IHU On-Line – Em “As dimensões financeiras do impasse do capitalismo”, François Chesnais afirma que não há consenso entre os economistas sobre o uso do termo “financeirização”. De que modo esse fenômeno pode ser melhor compreendido?

Eleutério F. S. Prado – No discurso econômico, a financeirização é usualmente entendida como o fenômeno da crescente importância dos mercados financeiros, das metas financeiras, do poder financeiro na condução do sistema econômico. Mas esta é uma mera descrição. Nesse meio predomina, ademais, a compreensão de que a financeirização é uma anomalia no desenvolvimento do capitalismo. Ela surgiu no fim dos anos 1970 e começo dos anos 1980 como resposta à queda da taxa de lucro e à crise econômica observada nessa década. Por meio de uma desregulação do sistema financeiro que fora forjado no pós-guerra, ela se instalou junto com todo um novo modelo econômico. E este – dito neoliberal – é considerado bem perverso porque passou a matar o crescimento sustentável e porque restaurou o poder dos rentistas. Criou, assim, um capitalismo injusto e instável que privilegia os ganhos financeiros em detrimento principalmente dos rendimentos do trabalho.

Chesnais, ao contrário, quer dar uma fundamentação teórica à noção de financeirização. E ele o faz por meio de categorias que encontra no Livro III de O capital. Para ele, ela se apresenta como uma hegemonia do capital de empréstimo, do capital portador de juros em expansão no interior dos mercados financeiros: eis que “ele se encontra aí atrelado a valores mobiliários representativos de direitos de extração de renda”, os quais parecem crescer de forma autônoma. Porém, como “dependem do mais-valor atualmente gerado, assim como do mais-valor que será gerado do futuro” na esfera do capital industrial, são na verdade “capitais fictícios”.

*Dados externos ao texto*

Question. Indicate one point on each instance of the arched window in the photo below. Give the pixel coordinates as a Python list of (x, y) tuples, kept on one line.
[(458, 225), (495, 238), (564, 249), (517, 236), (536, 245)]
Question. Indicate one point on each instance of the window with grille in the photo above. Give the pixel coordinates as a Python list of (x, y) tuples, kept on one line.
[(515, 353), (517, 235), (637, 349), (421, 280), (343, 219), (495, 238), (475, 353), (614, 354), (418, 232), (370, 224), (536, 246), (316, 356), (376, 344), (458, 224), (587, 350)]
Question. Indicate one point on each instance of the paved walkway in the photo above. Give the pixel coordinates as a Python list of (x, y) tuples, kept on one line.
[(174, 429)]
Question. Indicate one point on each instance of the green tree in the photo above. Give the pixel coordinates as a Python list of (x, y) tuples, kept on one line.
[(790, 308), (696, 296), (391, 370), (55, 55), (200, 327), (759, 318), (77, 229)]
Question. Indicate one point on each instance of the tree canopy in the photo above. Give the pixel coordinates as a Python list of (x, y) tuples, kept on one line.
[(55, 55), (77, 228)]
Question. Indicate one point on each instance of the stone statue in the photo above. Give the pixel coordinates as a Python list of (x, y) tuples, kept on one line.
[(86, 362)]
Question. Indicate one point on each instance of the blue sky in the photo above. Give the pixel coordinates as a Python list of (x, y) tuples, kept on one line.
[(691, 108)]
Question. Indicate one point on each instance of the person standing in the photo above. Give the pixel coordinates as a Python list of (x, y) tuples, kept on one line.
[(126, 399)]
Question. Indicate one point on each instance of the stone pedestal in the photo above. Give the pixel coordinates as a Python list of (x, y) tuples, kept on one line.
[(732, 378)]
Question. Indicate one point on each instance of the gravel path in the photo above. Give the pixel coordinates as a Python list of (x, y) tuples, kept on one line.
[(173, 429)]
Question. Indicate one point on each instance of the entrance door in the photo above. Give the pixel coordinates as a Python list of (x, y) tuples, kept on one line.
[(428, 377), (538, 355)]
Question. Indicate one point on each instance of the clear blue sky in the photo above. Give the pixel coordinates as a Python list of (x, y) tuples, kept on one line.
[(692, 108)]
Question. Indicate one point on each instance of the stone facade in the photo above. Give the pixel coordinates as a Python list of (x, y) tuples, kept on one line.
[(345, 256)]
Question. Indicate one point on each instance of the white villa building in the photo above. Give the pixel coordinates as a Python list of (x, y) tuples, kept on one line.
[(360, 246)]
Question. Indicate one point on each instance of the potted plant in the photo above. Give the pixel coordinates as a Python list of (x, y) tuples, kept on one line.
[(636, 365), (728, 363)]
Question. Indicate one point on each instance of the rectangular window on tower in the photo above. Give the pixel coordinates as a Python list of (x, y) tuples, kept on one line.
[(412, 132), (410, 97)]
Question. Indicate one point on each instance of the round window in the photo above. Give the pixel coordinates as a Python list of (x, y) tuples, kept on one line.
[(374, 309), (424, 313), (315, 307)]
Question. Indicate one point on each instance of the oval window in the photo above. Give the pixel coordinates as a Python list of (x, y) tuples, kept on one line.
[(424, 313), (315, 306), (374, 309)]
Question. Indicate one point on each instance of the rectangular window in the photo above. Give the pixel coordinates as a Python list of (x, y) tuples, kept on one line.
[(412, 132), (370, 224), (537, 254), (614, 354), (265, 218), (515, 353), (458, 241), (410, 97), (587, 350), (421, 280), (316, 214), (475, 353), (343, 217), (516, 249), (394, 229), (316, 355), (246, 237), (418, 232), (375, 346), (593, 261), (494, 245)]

Tais capitais, reunidos muitas vezes em fundos de investimento, são administrados pelos grandes bancos, grandes companhias de seguros e pelas tesourarias dos grandes grupos industriais. Atualmente, o setor financeiro forma um sistema globalizado que, na verdade, comanda o modo de funcionamento do sistema econômico como um todo.

Na verdade, pode-se acrescentar que a financeirização é um estágio adiantado do processo de socialização do capital, o qual se iniciou – como o próprio Marx observou – já no século XIX, por meio da difusão das sociedades por ações. Reconhece-se que ele tem uma primeira fase de crescimento que dura da virada para o século XX até 1933, uma fase de transição seguida por uma fase contenção que vai do final da II Grande Guerra até 1971-1973. Daí em diante, esse processo retoma o caminho do crescimento, assumindo formas cada vez mais complexas. Ao separar formalmente o capital como propriedade do capital como função, ela reforça o poder que permeia as relações sociais do capitalismo. Se o capital industrial subordina a força de trabalho no nível da produção de mercadorias reais, com a financeirização ele próprio fica subordinado ao capital de financiamento, cujos suportes são as mercadorias fictícias (títulos, ações, etc.). A finalidade precípua dessa dupla estrutura de dominação é aumentar a eficácia e a eficiência da exploração.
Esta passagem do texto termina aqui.